Progressive Multi-Target Network Based Speech Enhancement With Snr-Preselection For Robust Speaker Diarization
Jun Du, Lei Sun, Xueyang Zhang, Tian Gao, Xin Fang, Chin-Hui Lee
-
SPS
IEEE Members: $11.00
Non-members: $15.00Length: 15:24
In this paper, we design a novel front-end processing system for speaker diarization under realistic conditions with challenging background noises. To cope with diversified environments, we first extend our previously proposed progressive learning based speech enhancement model by adding multi-task learning in each intermediate layer. The corresponding progressive multi-target (PMT) in various layers includes both progressive ratio mask (PRM) and progressively enhanced log-power spectra (PELPS) with specified signal-to-noise-ratios (SNRs). Speech distortions are commonly introduced during the front-end processing, which often deteriorate the back-end performance.

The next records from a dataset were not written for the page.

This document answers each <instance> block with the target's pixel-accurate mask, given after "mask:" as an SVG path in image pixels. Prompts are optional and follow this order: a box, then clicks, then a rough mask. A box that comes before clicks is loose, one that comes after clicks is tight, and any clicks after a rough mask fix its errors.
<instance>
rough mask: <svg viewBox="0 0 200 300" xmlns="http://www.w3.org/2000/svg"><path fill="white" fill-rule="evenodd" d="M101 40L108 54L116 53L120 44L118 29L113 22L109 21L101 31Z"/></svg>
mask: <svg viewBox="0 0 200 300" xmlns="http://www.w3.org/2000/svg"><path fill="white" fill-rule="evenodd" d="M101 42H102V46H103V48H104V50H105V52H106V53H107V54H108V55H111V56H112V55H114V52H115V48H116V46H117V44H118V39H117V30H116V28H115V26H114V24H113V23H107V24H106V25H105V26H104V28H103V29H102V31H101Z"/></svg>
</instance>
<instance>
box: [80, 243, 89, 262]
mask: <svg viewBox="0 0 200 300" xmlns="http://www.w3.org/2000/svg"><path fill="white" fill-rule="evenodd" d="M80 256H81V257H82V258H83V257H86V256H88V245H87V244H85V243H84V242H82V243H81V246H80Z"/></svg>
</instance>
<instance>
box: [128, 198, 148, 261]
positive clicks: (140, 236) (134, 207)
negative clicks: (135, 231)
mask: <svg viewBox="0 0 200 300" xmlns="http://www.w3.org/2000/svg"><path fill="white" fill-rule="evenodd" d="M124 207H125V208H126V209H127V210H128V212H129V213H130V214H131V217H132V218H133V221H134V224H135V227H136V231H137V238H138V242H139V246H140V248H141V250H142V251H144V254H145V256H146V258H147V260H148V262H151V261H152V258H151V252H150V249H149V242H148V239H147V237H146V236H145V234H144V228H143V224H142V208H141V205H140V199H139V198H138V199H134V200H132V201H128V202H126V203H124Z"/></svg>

However, the proposed speech enhancement model can be regarded as a bagging of models with multiple learning objectives, which provides flexibility for selecting the most appropriate output for robust speaker diarization. In addition, a global SNR estimation is performed using the results of deep neural network (DNN) based speech activity detection (SAD) to decide whether the audio should be enhanced. We evaluate the speaker diarization performance on the second DIHARD dataset which includes several different realistic conditions. Compared with the original data, experiments demonstrate that the enhanced data processed by our proposed method can effectively avoid the performance loss of every single domain, and achieve consistent improvements in most domains.